Heavier Than Heaven
- First edition
- Author: Charles R. Cross
- Language: English
- Genre: Biography
- Publisher: Hyperion
- Publication date: August 15, 2001
- Publication place: United States
- Pages: 381
- ISBN: 0-7868-6505-9
- Followed by: Room Full Of Mirrors - A Biography Of Jimi Hendrix

= Heavier Than Heaven =

2001 biography by Charles R. Cross

Heavier Than Heaven is a 2001 biography of musician Kurt Cobain, the frontman of the grunge band Nirvana. It was written by Charles R. Cross.

For the book, Cross desired to create the definitive Cobain biography, and over four years conducted 400+ interviews; in particular, he was granted exclusive interviews and access to Cobain's private journals, lyrics and photos, by his widow Courtney Love. Notably, neither Nirvana drummer Dave Grohl nor Cobain's mother contributed to the book.

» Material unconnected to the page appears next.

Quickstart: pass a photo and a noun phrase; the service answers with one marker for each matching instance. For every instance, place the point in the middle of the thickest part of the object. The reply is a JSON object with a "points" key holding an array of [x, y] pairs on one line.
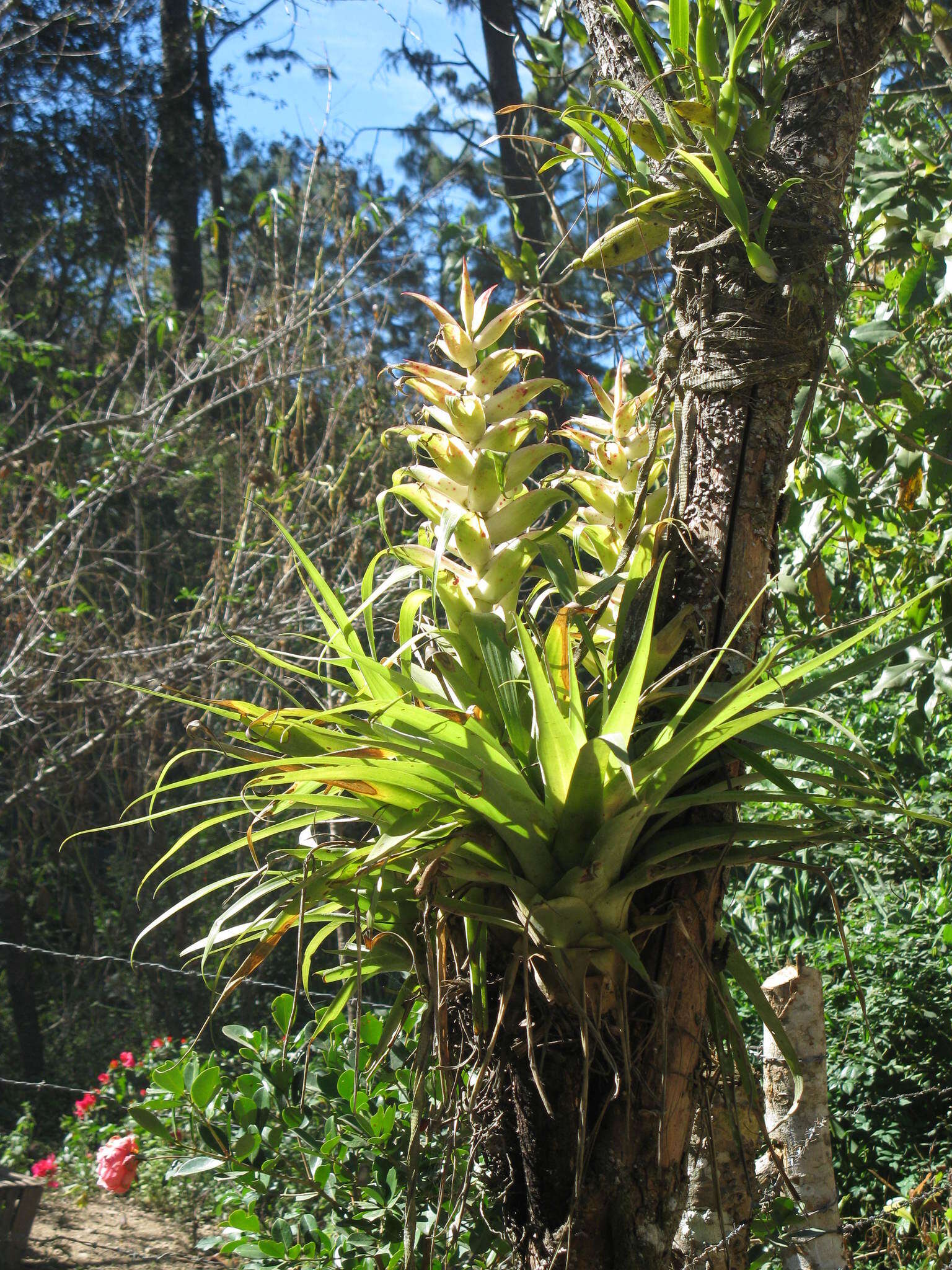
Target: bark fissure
{"points": [[741, 353]]}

Cross took the name "Heavier Than Heaven" from a tour Nirvana did with the band Tad in the United Kingdom. The lead singer, Tad Doyle, was very obese; the name, which was thought up by the tour promoters, was meant in part to poke fun at the inaccurate idea that Tad alone weighed more than all of the members of Nirvana put together.

==Reception==
While arguably the most complete Cobain biography, Cross opted to include his own impression of what Cobain's final days were like. Several people questioned the inclusion of fiction in what was claimed to be a non-fiction book. At the same time, Cross' desire for the book to be as complete as possible meant that he occasionally accepted secondhand (and incorrect) information as fact. The book was criticized as being a collaboration between Love and Cross by friends. Cross also did not interview Nirvana drummer Dave Grohl. However, beyond the criticism, the book contained many details about Cobain and Nirvana's career that had otherwise gone unnoted.

==Proposed film version==
David Benioff was hired by Universal Pictures in October 2007 to write a screenplay based on the Charles R. Cross biography. Courtney Love was to serve as executive producer, with Marc Forster showing interest in directing. However, in March 2009, Forster said that he was not going to direct the film but expressed hopes that it would be done well. In 2014, it was reported that the film was still going ahead. However, as of 2025, there is no news on whether or not the movie will be released.